Cutting through the pandemonium, Cormoran's voice.
"Robin, don't… bloody hell… love you… please!"
A flash. Everything stopped.
XXX
"It was an opioid. Wardle can tell you the name, but I forgot. I'm too bloody tired…"
Seated next to Robin's hospital bed, Cormoran scrubbed his large hands over his face. What little skin was visible between his beard, his thick eyebrows and his ungroomed hair looked sallow. His blue shirt was wrinkled. The bags under his eyes belonged to someone who'd last slept under Tony Blair.
"You do look awful," Robin said.
"Thanks."
"I'm sorry." Robin pulled a guilty face. "Sorry for causing such a fuss."
She scooted up in her bed and tried to sort out the bunched-up pillow in her back without getting tangled up in her IV.
"Fuss?" Cormoran's eyebrows rose to his hairline. "You call almost dying a fuss? When you flatlined in that ambulance you nearly gave me a heart attack, Ellacott!"
He shook his dark, tousled head and briefly buried his face in his hands.
Robin looked at him with a bad conscience. A memory tickled her brain.
"So you were there…"
"Yes, yes I was." Her partner still looked shell-shocked. He nodded vehemently and with an air of disbelief. "It was a bloody nightmare. " Suddenly, his expression became insecure. "You remember?"
Robin wrinkled her nose.
"Yes. I mean… I'm not sure."
Strike's voice.
… love you…
She sat up, a little startled.
"What is it," Cormoran asked, worried. "Are you okay?"
"Yeah." Robin felt a flush creeping up her cheeks.
He couldn't have… could he?
"It's just… I think I remember something. You. Something you said."
Cormoran fidgeted on his chair. He looked nervous all of a sudden.
"Yeah?"
Robin stared at her partner.
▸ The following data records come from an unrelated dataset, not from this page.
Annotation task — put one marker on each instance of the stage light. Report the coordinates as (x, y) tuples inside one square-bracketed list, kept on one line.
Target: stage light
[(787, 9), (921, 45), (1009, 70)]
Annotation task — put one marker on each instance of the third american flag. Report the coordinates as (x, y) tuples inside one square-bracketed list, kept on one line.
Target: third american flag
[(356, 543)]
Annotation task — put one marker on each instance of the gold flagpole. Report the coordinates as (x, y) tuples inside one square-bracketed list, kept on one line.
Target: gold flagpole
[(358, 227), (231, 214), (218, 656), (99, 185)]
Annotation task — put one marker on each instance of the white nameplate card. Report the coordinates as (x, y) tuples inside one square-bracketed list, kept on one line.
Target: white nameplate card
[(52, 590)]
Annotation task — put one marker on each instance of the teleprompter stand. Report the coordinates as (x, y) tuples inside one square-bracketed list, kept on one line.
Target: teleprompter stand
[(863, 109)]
That bear of a man, exhausted, worried and looking back at her from bloodshot green eyes - did he, after all those years…?
"Oh, nothing." Robin shook her head and scratched at her neck, looking away. "Nothing, it's… I must've been hallucinating. Forget it."
Strike's face took on an odd expression, somewhere between crestfallen and utterly relieved.
"Yeah, you were pretty out of it," he said, scratching his beard.
"I was, wasn't I?"
"You were."
After an awkward moment of silence, Strike clapped his thighs and leaned forward, preparing to get up from his chair.
"Right. I have to go. Surveillance. I'm taking over Blackbird from Hutchins this morning. I'll see you tonight. Do you need anything? Anything I can bring you?"
Robin smiled against a confusing wave of disappointment.
"No. Yes! Something to eat, if you don't mind. The food here's disgusting." She shuddered in exaggeration.
Strike lifted an eyebrow. "Chinese?"
"Yes, please."
"Got it."
For some reason, Strike didn't look at her as he went out the door.